The granulation pattern of somatotroph adenomas is well known to be associated with differing clinical and biochemical characteristics, and it has been shown that sparsely granulated tumours respond poorly to commonly used somatostatin receptor ligands (SRLs). We report a challenging case of acromegaly with a sparsely granulated tumour resistant to multiple modalities of treatment, ultimately achieving biochemical control with pasireotide. A 26-year-old lady presented with classical features of acromegaly, which was confirmed by an oral glucose tolerance test. Insulin-like growth factor 1 (IGF1) was 1710 µg/L (103–310 µg/L) and mean growth hormone (GH) was >600 U/L. MRI scan showed a 4 cm pituitary macroadenoma with suprasellar extension and right-sided cavernous sinus invasion. She underwent trans-sphenoidal pituitary surgery. Histology displayed moderate amounts of sparsely granular eosinophilic cytoplasm, staining only for GH. Postoperative investigations showed uncontrolled disease (IGF1:1474 µg/L, mean GH:228 U/L) and residual tumour in the cavernous sinus.
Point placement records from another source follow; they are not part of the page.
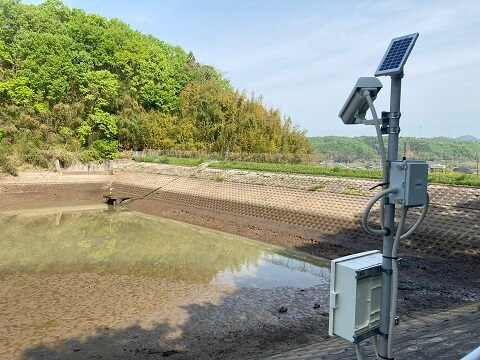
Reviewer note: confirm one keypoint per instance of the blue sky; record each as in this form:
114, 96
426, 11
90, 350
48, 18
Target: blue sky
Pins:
304, 56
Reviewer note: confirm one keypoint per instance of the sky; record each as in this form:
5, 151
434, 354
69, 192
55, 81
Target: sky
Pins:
304, 56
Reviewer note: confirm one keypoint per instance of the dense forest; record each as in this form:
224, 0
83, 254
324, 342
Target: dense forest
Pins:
74, 84
365, 148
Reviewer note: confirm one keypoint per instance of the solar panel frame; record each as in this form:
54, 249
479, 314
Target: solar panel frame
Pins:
396, 55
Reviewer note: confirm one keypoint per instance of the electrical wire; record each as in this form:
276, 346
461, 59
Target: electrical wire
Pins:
394, 291
369, 206
419, 221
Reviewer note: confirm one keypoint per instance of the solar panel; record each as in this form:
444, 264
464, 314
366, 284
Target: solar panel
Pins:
396, 55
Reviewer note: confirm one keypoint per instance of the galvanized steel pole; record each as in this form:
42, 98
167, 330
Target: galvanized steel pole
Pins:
393, 131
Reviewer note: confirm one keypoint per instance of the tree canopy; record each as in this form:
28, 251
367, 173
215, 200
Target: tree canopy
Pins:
78, 83
365, 148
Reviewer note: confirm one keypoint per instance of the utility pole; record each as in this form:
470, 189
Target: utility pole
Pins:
393, 132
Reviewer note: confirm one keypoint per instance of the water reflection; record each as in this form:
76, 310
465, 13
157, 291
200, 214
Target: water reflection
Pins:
68, 240
67, 273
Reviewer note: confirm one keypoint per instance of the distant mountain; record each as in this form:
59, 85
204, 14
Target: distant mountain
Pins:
467, 137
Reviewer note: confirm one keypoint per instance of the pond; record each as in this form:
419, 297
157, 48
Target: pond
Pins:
78, 271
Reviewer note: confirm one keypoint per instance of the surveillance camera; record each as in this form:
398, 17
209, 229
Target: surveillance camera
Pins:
356, 106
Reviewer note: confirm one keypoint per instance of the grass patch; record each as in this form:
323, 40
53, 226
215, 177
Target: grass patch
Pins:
316, 187
351, 190
448, 177
168, 160
298, 169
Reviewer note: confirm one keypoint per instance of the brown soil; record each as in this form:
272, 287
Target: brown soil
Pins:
430, 280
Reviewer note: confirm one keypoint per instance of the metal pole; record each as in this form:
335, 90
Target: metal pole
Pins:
389, 216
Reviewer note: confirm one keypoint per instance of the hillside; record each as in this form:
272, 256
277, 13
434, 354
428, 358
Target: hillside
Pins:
77, 84
365, 148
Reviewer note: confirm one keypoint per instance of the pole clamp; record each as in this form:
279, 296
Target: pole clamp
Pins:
386, 117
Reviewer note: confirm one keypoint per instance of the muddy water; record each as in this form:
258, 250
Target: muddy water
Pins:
76, 281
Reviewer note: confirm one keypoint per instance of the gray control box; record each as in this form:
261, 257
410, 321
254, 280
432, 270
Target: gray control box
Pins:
410, 177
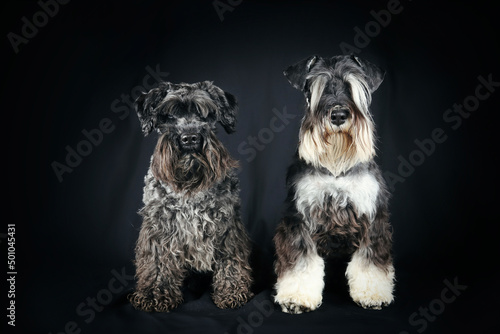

She received external beam fractionated radiation. Over the years, she received octreotide LAR (up to 30 mg), lanreotide (up to 120 mg) two weekly, cabergoline, pegvisomant and stereotactic radiosurgery to no avail. Only pegvisomant resulted in an element of disease control; however, this had to be stopped due to abnormal liver function tests. Fifteen years after the diagnosis, she was started on pasireotide 40 mg monthly. Within a month, her IGF1 dropped and has remained within the normal range (103–310 µg/L). Pasireotide has been well tolerated, and there has been significant clinical improvement. Somatostatin receptor subtyping revealed a positivity score of two for both sst5 and sst2a subtypes.

Learning points:

  • Age, size of the tumour, GH levels on presentation, histopathological type and the somatostatin receptor status of the tumour in acromegaly should be reviewed in patients who poorly respond to first-generation somatostatin receptor ligands.

  • Tumours that respond poorly to first-generation somatostatin receptor ligands, especially sparsely granulated somatotroph adenomas, can respond to pasireotide and treatment should be considered early in the management of resistant tumours.

  • Patients with membranous expression of sst5 are likely to be more responsive to pasireotide.